In a package engineered by Swiss regulators on Sunday, UBS Group AG will pay 3 billion Swiss francs ($3.2 billion) for 167-year-old Credit Suisse Group AG and assume up to $5.4 billion in losses.

Under the UBS buyout deal, the Swiss regulator decided that Credit Suisse’s AT1 bonds with a notional value of $17 billion will be valued at zero, angering some of the holders of the debt who thought they would be better protected than shareholders in the takeover deal announced on Sunday.
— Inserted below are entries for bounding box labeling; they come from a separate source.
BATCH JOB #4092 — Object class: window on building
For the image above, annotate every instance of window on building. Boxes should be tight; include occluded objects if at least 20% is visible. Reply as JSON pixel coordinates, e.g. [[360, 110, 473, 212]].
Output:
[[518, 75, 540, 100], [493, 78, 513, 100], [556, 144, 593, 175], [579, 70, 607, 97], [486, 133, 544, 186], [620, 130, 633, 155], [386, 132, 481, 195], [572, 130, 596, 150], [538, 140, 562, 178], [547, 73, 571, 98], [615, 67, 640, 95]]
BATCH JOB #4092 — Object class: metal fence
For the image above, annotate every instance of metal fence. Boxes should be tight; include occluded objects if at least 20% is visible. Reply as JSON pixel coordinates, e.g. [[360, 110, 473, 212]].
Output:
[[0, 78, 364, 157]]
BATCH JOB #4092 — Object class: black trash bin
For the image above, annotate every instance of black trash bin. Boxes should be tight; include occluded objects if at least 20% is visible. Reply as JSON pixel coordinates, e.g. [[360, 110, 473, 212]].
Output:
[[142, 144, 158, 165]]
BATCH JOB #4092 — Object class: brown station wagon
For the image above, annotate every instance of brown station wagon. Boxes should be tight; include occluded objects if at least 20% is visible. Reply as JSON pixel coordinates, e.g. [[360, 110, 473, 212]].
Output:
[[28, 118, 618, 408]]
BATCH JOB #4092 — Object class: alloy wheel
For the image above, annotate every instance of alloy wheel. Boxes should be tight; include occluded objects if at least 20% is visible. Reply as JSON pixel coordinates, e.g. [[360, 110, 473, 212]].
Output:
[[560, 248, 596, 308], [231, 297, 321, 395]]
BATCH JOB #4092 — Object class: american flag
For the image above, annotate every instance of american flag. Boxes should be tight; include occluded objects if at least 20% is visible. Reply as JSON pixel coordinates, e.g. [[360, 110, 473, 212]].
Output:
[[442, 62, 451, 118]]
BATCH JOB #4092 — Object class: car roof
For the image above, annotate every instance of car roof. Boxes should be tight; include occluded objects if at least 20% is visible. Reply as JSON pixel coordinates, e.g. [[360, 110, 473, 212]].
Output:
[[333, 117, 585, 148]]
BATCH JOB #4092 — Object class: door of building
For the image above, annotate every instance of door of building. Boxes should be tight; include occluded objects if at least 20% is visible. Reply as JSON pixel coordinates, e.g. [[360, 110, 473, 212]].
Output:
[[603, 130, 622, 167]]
In India, a similar fate awaited the AT1 bond holders in Yes Bank in 2020. Yes Bank had written down Rs 8,415 crore impacting retail investors that included senior citizens who alleged the instruments were mis-sold to them. The Yes Bank’s dues of around $1 billion dwarfs in the face of the losses of Credit Swisse investors.

The EU regulators — the European Central Bank, the European Banking Authority and the Single Resolution Board — said they would continue to impose losses on shareholders before bondholders. “This approach has been consistently applied in past cases and will continue to guide the actions of the SRB and ECB banking supervision in crisis interventions,” they said in a statement.

The comments helped the price of bank bonds cut losses and were echoed by the Bank of England shortly after. AT1 became popular with banks and market participants in the past decade as lenders looked for ways of building up capital to meet supervisors’ requirements without issuing equity. “Additional Tier 1 is and will remain an important component of the capital structure of European banks,” the EU regulators said in their joint statement. Credit Suisse’s AT1 bonds contained a clause allowing Swiss authorities to write them off if the bank became unviable, regardless of what happens to the shares. This clause is not typically included in EU bonds, analysts said.

The rudest shock in the rushed deal to save embattled Swiss lender Credit Suisse Group AG was reserved for the holders of the bank’s riskiest tranche of bonds. Not only did investors discover they are the only investors not getting any compensation but that the long-established practice of giving bondholders priority over shareholders in debt recovery had been turned on its head.